“The depth of feeling, love and commitment between same-sex couples is no different from that depth of feeling between opposite-sex couples,” said Equalities Minister Maria Miller in introducing the measure. “The Bill enables society to recognize that commitment in the same way, too, through marriage. Parliament should value people equally in the law, and enabling same-sex couples to marry removes the current differentiation and distinction.”
But even as Cameron touted his support for same-sex marriage as being in line with his conservative values, some of his fellow Tories aren’t fans of the effort. “[The campaign for equal marriage] has caused deep and needless divisions within the Conservative Party,” said former Defense Minister Sir Gerald Howarth. “There is no mandate for it.”
MP Edward Leigh, meanwhile acknowledged equality is important, “but not at the expense of every other consideration.

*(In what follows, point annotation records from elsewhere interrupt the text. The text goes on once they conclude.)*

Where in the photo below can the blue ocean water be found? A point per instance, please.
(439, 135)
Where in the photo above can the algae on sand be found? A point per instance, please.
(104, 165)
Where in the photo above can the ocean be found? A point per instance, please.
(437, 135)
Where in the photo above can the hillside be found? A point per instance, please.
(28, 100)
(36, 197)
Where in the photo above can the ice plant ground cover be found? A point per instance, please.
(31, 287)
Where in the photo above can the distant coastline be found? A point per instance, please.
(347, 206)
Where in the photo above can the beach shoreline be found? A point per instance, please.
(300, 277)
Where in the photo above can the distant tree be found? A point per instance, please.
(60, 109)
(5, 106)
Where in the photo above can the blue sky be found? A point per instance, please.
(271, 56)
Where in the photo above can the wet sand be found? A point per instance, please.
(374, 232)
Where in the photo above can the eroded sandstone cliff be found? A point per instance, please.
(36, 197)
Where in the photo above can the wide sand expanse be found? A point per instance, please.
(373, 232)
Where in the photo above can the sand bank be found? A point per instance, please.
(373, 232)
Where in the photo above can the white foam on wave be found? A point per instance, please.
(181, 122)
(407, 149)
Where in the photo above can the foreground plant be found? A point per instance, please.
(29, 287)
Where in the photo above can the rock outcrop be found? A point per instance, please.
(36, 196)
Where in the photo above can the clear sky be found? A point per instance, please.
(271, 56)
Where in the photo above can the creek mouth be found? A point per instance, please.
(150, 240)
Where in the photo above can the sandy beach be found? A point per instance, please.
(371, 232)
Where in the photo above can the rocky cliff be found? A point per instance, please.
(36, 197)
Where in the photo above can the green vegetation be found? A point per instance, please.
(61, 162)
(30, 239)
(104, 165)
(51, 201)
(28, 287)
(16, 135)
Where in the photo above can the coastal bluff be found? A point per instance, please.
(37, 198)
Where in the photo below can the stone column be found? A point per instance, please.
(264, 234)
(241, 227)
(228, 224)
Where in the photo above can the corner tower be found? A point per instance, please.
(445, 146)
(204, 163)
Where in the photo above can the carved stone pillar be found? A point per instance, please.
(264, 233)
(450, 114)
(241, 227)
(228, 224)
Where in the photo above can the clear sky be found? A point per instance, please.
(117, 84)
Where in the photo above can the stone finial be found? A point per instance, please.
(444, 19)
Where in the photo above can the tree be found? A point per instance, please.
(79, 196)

Not at the expense of tradition.”
Those Conservative Party members who backed the measure were joined by the bulk of Labour MPs, including David Lammy who dismissed the theory that civil unions were adequate for gays and lesbians:
Separate but equal are the words that justified sending black children to different schools than their white peers. It is the same statement, the same ideas and the same delusion that we borrowed in this country to say that women could vote but only if they were married and only when they were over 30.
Separate is not equal, so let us be rid of it. As long as there is one rule for us and another for them we allow the barriers of acceptance to go unchallenged. As long as our statute book suggests love between two men or two women is unworthy of being recongized through marriage we allow the rot of homophobia to fester.
The next step is for the bill to examined in detail by the House of Commons and the House of Lords.